In the aftermath of COP26, insurance giant Zurich announced it would wind down some of its oil and gas investments. In mid-November, the firm said it will no longer insure new greenfield oil exploration projects unless “meaningful transition plans are considered to be in place”. The company also committed to no longer underwrite oil and gas drilling and production in some parts of the Arctic.
Underneath the headlines, the fine print reflects the nuanced and tangled reality. Campaign group Insure Our Future said Zurich’s new policy allowed the insurer to continue “business as usual on oil and gas expansion, and its Arctic and tar sands policy only excludes an estimated 10.4% of short-term oil and gas expansion plans”.
“While we acknowledge Zurich’s announcement as a first baby step in the shift away from oil and gas, it needs to urgently take more meaningful action,” said Insure Our Future, calling on the firm to stop insuring any new oil and gas projects.

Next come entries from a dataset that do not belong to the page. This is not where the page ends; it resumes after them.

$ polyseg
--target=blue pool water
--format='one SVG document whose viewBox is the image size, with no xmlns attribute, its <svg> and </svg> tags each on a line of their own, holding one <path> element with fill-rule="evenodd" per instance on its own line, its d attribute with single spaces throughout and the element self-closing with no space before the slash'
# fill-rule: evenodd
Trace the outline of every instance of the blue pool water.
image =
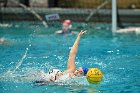
<svg viewBox="0 0 140 93">
<path fill-rule="evenodd" d="M 11 23 L 9 23 L 11 24 Z M 31 72 L 58 68 L 65 70 L 76 35 L 55 35 L 60 26 L 12 23 L 0 27 L 0 93 L 140 93 L 140 36 L 112 36 L 109 24 L 84 23 L 75 30 L 87 29 L 76 57 L 77 67 L 98 67 L 104 77 L 100 84 L 89 84 L 85 77 L 75 83 L 36 86 Z"/>
</svg>

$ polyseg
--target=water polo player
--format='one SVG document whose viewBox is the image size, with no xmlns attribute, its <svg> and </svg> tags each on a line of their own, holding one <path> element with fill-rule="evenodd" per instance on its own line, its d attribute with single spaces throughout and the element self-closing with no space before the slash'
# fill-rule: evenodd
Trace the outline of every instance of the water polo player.
<svg viewBox="0 0 140 93">
<path fill-rule="evenodd" d="M 77 39 L 75 40 L 74 45 L 71 48 L 69 58 L 68 58 L 68 63 L 67 63 L 67 69 L 64 72 L 61 72 L 58 69 L 53 69 L 52 71 L 49 71 L 48 73 L 42 73 L 41 76 L 43 77 L 43 80 L 36 81 L 36 83 L 56 82 L 63 79 L 71 79 L 74 77 L 84 76 L 87 73 L 89 73 L 88 75 L 94 74 L 96 78 L 98 78 L 98 75 L 102 75 L 101 73 L 98 73 L 99 72 L 98 69 L 96 69 L 95 71 L 94 70 L 90 71 L 88 68 L 84 68 L 84 67 L 80 67 L 79 69 L 76 69 L 75 57 L 77 54 L 80 38 L 82 35 L 85 34 L 85 32 L 86 31 L 81 31 L 78 34 Z M 87 76 L 87 79 L 89 78 L 88 81 L 90 81 L 91 79 L 90 79 L 90 76 L 88 75 L 86 76 Z"/>
<path fill-rule="evenodd" d="M 64 20 L 62 23 L 62 30 L 55 32 L 56 34 L 78 34 L 76 31 L 72 31 L 72 22 L 71 20 Z"/>
</svg>

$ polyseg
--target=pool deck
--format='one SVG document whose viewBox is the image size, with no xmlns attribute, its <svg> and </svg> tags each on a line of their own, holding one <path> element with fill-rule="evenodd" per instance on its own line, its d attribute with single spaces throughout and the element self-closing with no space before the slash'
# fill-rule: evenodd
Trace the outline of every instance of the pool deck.
<svg viewBox="0 0 140 93">
<path fill-rule="evenodd" d="M 71 19 L 74 21 L 83 21 L 89 16 L 91 12 L 95 15 L 91 17 L 90 22 L 111 22 L 111 9 L 100 9 L 98 12 L 95 9 L 70 9 L 70 8 L 32 8 L 42 18 L 45 19 L 47 14 L 59 14 L 60 20 Z M 127 23 L 140 23 L 140 9 L 120 9 L 120 21 Z M 0 8 L 0 20 L 13 21 L 13 20 L 38 20 L 29 11 L 24 8 Z"/>
</svg>

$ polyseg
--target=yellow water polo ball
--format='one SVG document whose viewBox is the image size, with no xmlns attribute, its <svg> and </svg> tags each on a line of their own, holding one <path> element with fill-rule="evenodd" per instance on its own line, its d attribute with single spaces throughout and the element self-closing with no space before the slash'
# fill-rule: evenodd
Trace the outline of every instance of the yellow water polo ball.
<svg viewBox="0 0 140 93">
<path fill-rule="evenodd" d="M 89 83 L 97 84 L 102 80 L 103 74 L 98 68 L 91 68 L 88 70 L 86 78 Z"/>
</svg>

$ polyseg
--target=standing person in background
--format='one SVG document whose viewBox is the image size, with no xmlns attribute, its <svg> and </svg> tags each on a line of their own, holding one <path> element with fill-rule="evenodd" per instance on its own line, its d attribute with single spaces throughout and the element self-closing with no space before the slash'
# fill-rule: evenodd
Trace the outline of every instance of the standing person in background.
<svg viewBox="0 0 140 93">
<path fill-rule="evenodd" d="M 58 30 L 56 34 L 78 34 L 78 32 L 72 31 L 72 23 L 71 20 L 64 20 L 62 24 L 62 30 Z"/>
</svg>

Other large financial institutions also made commitments to distance themselves from the fossil fuel sector. France’s La Banque Postale said it is moving toward a total withdrawal from fossil fuels by 2030, while BPCE is decarbonising its portfolios in parallel with directing €21 billion to finance buildings energy efficiency, renewable energy and green mobility.
Caisse des Dépôts said it would exclude oil and gas companies without a credible climate risk strategy from its equity and bond portfolios. A coalition of the six largest French banks will cease all financing of the extraction of oil and gas from shale and tar sands from January.
Beneath the surface of the divestment versus engagement debate lurks the question for investors, ‘how fast is fast enough?’ For Carbon Tracker’s Campanale, the answer lies in the scientific evidence, specifically how to allocate the remaining carbon budget available while limiting climate change to 1.5 degrees Celsius.
“All of us interested in dealing with climate have got to knuckle down. We need to focus on things like a carbon price at the point of production or production permits within a finite carbon budget,” he says.
Such questions go beyond investor engagement with oil and gas majors to the negotiation tables of future COPs, which must handle differences between the countries reliant on the fossil fuel industry and those put at existential risk by it. “We started a couple of decades too late, but as a planet, we have some time to catch up if we can do it in the next decade,” says Campanale.